MILP Model for Reliability Optimization In Active Distribution Networks

Abstract

This paper presents a Mixed Integer Linear Programming (MILP) model for optimal allocation of Automatic Switching Devices (ASDs) and Distributed Generation (DG) in distribution networks. The model’s formulation considers the application of ASDs for protection and post-fault restoration purposes, as well as the role of DG units in the restoration process. From the reliability perspective, System Average Interruption Frequency Index (SAIFI) is used as a metric index for obtaining an optimal placement of ASDs and DG units. Decoupling the optimal allocation problems of ASDs and DG units does not provide an optimal solution, since both are inherently interdependent with system reliability.
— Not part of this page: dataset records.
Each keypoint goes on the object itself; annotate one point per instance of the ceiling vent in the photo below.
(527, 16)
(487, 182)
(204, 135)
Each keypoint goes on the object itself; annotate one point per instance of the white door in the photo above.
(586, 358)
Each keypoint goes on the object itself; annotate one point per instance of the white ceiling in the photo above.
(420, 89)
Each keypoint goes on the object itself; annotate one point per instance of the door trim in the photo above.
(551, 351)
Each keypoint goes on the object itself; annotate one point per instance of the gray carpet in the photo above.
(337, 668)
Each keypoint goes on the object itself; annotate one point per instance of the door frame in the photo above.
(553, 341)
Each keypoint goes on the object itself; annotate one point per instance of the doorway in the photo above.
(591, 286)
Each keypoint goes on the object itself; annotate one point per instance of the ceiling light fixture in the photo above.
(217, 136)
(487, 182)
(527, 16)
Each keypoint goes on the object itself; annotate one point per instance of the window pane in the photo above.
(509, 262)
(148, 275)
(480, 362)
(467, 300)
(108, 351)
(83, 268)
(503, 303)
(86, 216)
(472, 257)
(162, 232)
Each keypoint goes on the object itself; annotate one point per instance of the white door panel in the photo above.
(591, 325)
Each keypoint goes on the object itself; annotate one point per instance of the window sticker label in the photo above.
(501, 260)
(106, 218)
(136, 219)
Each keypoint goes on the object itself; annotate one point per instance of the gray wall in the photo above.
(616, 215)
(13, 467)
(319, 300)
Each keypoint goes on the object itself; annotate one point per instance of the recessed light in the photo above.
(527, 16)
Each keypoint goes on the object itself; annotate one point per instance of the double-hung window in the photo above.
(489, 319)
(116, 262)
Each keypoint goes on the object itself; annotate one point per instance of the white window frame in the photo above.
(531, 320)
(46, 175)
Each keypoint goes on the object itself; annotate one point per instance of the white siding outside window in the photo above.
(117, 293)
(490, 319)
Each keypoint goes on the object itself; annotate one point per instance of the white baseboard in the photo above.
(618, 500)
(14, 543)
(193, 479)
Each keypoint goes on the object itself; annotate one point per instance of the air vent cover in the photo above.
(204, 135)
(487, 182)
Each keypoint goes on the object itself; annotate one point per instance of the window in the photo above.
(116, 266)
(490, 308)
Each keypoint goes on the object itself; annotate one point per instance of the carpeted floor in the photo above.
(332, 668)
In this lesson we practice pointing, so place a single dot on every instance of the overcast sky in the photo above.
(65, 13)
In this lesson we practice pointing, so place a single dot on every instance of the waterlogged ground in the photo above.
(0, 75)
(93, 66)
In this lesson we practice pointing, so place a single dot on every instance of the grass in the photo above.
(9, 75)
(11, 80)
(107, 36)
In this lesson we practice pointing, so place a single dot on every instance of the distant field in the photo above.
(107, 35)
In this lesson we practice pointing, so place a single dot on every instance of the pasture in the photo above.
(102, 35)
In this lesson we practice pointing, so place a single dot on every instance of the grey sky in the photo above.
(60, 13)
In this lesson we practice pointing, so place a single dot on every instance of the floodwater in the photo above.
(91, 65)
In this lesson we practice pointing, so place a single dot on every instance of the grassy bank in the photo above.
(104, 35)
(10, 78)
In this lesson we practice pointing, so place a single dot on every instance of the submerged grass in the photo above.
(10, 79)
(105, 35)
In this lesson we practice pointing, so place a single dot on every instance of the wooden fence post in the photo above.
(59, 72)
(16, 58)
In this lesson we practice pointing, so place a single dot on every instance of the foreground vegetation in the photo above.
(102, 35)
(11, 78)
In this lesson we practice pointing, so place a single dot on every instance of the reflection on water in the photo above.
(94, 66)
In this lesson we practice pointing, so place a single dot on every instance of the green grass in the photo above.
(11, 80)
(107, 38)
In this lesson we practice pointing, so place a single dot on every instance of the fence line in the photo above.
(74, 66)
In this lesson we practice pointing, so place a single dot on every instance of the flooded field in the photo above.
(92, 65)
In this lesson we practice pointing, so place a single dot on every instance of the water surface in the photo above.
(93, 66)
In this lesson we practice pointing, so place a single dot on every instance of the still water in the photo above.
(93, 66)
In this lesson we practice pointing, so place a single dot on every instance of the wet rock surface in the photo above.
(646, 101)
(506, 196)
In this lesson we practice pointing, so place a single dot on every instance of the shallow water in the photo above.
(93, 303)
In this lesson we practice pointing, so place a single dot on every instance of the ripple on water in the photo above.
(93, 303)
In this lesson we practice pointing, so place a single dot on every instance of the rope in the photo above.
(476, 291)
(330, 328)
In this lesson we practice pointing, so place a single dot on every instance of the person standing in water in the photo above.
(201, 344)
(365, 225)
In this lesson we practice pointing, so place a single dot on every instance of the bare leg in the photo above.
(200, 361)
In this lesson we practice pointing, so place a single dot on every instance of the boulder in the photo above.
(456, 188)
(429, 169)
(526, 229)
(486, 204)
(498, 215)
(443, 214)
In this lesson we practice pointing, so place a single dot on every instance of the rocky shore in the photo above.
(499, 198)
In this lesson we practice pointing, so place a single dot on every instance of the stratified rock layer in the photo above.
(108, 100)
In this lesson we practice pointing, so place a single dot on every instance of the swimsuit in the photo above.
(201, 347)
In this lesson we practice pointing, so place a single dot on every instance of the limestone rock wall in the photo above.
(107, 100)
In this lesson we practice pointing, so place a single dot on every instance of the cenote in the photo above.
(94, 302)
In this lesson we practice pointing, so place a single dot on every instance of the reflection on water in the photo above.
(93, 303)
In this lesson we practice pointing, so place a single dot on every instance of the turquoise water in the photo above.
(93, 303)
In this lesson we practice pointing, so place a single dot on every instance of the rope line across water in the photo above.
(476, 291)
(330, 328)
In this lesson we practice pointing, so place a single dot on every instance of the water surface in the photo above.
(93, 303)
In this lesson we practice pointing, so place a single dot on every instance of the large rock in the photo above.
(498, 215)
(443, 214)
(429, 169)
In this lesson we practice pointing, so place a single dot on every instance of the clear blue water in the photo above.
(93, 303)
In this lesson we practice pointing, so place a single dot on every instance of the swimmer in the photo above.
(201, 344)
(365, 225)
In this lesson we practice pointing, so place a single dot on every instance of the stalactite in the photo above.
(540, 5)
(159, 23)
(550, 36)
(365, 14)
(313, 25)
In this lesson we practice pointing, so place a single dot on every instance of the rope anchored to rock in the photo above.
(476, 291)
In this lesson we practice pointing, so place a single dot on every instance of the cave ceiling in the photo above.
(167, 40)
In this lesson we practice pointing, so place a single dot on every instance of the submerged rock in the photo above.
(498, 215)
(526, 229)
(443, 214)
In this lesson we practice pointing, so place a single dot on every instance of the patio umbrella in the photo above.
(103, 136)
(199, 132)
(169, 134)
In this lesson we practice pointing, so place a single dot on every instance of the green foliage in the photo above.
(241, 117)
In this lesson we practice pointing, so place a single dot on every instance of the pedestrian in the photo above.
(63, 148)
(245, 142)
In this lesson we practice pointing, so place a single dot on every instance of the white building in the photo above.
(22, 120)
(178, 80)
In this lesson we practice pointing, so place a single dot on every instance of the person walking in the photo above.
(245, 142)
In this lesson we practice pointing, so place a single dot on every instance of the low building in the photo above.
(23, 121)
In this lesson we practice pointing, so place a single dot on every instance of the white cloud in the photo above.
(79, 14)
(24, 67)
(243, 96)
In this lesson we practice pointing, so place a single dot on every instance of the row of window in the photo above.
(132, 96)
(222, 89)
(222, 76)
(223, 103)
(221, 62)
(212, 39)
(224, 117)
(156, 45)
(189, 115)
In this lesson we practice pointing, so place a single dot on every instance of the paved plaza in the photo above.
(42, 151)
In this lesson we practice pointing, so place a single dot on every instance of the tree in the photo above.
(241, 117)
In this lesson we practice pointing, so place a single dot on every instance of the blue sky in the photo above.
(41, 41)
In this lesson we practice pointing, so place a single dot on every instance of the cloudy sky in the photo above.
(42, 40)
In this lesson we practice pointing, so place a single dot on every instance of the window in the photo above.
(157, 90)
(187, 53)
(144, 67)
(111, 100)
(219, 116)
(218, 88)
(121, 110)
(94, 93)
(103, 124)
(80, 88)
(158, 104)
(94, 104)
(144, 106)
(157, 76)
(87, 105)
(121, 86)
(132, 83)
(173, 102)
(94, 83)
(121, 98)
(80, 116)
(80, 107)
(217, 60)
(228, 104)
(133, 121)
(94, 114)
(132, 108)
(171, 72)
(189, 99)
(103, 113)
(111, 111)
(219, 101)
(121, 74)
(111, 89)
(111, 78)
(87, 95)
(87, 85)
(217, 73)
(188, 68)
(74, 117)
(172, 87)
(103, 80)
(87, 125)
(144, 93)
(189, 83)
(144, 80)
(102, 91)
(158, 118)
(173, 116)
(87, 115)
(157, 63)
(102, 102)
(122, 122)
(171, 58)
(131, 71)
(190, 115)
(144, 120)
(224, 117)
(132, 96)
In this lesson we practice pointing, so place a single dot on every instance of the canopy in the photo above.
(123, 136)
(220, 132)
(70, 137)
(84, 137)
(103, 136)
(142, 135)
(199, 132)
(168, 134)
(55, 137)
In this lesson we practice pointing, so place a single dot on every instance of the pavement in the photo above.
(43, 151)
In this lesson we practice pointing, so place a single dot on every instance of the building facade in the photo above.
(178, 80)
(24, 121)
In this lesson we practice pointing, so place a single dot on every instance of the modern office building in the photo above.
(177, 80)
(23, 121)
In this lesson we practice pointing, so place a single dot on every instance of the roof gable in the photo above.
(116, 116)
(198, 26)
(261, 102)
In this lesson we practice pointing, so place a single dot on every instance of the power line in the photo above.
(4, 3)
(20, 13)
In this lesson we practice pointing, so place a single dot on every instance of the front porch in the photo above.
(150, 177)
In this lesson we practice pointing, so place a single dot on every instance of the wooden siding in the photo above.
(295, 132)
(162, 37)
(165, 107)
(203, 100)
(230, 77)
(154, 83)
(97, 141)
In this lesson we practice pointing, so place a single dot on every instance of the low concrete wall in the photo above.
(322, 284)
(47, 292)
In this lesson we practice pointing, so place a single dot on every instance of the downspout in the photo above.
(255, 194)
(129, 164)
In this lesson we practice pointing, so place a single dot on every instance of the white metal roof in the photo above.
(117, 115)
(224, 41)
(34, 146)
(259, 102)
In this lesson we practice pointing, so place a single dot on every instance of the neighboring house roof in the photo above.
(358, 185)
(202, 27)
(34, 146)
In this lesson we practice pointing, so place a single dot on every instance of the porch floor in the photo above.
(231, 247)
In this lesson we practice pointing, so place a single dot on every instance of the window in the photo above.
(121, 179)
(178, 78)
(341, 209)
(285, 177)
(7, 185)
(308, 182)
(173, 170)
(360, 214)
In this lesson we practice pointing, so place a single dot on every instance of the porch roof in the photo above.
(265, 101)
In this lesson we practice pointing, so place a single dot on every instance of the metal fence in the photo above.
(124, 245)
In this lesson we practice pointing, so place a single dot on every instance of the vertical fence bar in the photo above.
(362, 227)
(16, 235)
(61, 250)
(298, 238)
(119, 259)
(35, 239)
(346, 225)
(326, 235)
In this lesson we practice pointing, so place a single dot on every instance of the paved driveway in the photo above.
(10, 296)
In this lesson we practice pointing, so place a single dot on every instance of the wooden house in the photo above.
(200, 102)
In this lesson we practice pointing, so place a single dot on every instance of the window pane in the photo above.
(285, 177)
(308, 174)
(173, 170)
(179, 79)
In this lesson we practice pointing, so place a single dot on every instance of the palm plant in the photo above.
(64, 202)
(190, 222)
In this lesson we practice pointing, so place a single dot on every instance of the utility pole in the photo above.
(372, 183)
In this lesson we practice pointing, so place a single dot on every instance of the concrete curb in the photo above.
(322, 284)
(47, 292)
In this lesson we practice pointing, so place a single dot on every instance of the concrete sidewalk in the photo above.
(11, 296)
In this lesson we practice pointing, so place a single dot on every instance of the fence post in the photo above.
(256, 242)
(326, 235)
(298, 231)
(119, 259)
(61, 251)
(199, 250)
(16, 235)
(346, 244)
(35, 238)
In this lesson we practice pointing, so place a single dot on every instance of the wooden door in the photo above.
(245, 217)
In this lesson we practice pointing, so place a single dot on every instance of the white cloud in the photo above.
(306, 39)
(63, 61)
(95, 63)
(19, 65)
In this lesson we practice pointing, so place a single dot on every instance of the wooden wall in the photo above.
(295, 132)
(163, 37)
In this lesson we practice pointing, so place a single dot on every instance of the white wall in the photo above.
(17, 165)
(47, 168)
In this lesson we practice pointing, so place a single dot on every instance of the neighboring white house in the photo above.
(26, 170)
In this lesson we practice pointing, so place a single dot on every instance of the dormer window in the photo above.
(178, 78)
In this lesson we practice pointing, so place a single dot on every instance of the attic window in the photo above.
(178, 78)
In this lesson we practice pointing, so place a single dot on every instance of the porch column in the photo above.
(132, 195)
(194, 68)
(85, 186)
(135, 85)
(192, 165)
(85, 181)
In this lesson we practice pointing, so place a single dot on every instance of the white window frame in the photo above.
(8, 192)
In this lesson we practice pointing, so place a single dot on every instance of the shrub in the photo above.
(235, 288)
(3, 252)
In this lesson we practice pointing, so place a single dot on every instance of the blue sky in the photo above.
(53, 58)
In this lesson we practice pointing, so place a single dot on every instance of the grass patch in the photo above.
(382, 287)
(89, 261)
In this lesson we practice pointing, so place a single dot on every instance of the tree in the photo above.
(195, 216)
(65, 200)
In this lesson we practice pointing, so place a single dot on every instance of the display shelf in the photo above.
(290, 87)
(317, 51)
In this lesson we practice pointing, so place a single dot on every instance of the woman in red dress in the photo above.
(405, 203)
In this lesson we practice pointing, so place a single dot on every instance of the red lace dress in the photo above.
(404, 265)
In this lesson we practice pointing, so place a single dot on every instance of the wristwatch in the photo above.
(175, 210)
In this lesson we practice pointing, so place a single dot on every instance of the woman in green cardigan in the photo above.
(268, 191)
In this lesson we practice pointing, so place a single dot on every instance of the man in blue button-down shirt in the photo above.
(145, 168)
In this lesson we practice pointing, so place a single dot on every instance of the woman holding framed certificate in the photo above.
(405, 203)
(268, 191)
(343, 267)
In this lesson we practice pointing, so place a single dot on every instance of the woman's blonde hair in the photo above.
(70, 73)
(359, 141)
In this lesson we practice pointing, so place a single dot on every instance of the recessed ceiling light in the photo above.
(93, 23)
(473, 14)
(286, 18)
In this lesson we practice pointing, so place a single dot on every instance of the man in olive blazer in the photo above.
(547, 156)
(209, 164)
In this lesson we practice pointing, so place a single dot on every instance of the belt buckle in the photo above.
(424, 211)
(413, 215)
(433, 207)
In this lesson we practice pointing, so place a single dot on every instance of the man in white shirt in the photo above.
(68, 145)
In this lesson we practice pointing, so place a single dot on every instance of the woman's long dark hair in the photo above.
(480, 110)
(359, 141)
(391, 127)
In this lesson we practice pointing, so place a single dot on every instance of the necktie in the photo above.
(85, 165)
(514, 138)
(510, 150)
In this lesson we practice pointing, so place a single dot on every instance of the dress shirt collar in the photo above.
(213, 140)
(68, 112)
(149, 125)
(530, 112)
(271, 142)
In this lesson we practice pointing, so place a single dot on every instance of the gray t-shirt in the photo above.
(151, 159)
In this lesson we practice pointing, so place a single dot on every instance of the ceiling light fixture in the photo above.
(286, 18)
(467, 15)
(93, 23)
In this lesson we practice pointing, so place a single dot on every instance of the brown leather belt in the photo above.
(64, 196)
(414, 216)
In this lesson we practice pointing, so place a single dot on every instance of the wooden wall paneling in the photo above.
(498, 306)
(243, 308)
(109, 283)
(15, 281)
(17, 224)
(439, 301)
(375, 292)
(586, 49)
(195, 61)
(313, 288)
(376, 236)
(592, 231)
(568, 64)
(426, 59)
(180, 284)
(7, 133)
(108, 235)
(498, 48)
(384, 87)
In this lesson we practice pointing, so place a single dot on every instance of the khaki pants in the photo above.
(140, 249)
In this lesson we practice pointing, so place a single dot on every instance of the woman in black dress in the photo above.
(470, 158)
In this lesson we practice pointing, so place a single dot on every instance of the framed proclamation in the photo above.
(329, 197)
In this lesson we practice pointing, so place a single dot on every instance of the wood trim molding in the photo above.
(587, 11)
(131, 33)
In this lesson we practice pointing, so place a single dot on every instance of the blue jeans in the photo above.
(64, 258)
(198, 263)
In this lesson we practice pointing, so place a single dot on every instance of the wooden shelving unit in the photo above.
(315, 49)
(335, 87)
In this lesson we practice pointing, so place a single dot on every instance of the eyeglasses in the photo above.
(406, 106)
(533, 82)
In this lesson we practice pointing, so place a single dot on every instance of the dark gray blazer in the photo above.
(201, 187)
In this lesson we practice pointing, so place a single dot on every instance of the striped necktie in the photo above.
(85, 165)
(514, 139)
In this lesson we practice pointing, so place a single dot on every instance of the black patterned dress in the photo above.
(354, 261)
Hence, the simultaneous allocation of ASDs and DG units is considered in this work. A Goal Programming approach is used to establish the optimal trade-off between the placement of ASDs and DG units, and the improvement on SAIFI. In other words, the developed model aims to i) minimize the number of interrupted consumers due to protection operation; ii) maximize the number of consumers restored by automatic network reconfiguration, and iii) minimize costs associated with the allocation of ASDs and DG units. Restoration is ensured by a set of linear power flow equations. The model’s solutions are obtained from a Branch and Bound-based technique, and results are presented using the IEEE 123-bus system.